Dernek Temsilciliğinde, Haksöz yazarlarından Mustafa SİEL tarafından verilen seminerde özetle şu hususlar vurgulandı.
1-İmanın temeli Allah’a şirk koşmadan iman ile ahiret gününe iman olup, kitaplara, peygamberlere ve meleklere imanın, bu iki temel iman ilkesini tamamlayıcı iman ilkeleri olduğunu, imanın temel ilkeleri seminerimizde açıklamıştık.

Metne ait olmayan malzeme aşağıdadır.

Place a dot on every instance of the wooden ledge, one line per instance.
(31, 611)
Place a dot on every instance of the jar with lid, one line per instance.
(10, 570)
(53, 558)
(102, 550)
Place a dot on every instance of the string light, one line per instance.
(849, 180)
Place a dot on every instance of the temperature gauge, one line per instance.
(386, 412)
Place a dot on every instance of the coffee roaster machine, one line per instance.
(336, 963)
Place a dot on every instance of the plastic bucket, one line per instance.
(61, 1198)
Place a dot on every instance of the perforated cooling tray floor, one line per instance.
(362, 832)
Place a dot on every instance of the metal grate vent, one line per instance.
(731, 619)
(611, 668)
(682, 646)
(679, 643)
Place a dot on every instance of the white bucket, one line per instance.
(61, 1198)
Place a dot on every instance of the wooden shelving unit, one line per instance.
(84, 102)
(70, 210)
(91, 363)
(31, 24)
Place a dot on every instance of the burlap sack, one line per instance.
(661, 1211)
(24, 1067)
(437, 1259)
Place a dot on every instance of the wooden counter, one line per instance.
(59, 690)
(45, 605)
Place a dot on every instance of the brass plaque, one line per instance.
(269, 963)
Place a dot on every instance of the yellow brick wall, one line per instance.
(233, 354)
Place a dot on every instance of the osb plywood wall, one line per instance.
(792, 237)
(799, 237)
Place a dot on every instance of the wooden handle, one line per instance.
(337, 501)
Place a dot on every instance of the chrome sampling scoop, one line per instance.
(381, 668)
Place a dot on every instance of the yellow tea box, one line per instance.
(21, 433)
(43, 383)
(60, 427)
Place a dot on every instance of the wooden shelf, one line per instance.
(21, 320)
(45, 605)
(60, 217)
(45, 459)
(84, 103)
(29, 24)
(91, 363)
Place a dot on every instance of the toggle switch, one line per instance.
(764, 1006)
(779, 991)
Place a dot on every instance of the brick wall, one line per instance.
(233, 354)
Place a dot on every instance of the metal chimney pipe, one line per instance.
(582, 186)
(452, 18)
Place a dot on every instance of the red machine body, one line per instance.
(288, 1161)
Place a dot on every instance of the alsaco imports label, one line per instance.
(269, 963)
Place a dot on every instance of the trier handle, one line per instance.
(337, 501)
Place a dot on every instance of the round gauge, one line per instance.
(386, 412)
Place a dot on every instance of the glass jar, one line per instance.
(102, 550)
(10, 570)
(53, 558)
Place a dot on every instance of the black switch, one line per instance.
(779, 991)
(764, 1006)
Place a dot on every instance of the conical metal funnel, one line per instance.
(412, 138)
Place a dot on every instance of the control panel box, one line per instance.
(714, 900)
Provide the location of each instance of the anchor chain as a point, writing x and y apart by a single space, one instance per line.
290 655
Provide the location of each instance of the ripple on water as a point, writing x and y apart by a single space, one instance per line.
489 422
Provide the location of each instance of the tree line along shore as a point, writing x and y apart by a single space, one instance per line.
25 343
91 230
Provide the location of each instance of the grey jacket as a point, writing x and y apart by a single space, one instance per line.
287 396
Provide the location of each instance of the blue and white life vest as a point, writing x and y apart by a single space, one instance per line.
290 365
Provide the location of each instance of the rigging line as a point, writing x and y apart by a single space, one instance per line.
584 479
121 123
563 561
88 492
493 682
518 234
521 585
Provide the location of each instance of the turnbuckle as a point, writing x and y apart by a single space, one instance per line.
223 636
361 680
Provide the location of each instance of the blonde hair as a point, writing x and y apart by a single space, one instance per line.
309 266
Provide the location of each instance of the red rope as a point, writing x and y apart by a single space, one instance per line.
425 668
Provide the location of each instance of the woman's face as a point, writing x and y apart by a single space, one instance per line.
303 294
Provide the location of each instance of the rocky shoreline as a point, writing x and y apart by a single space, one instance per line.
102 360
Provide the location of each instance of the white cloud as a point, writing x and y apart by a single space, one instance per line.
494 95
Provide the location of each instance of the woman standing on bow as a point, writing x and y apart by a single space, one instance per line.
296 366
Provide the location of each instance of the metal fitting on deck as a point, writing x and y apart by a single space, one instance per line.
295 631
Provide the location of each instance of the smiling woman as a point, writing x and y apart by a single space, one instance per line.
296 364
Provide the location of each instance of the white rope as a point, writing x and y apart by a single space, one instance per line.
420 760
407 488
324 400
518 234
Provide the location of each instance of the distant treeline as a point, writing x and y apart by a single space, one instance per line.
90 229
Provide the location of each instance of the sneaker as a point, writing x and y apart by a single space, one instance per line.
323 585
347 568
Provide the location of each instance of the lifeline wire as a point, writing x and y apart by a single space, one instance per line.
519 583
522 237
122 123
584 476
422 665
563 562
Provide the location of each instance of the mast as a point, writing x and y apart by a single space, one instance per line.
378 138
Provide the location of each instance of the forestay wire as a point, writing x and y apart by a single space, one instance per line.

2- İmanın en temel 2 ilkesi olan Allah’a şirk koşmadan iman ile ahirete iman birbirinden ayrılamaz. Yani Allah’a şirk koşmadan iman olmadan, ahirete iman gerçekleşmeyeceği gibi; ahirete iman olmadan, Allah’a şirk koşmadan iman gerçekleşmiş olmaz. Bu nedenle, ben Allah’a şirk koşmadan iman ederim, ancak ahirete inanmıyorum diyen, iman etmiş bir Müslüman değil, açık bir kafirdir. (2.Bakara Suresi 62 ile 18.Kehf Suresi 35’ten 38’e kadar olan ayetlere bakınız)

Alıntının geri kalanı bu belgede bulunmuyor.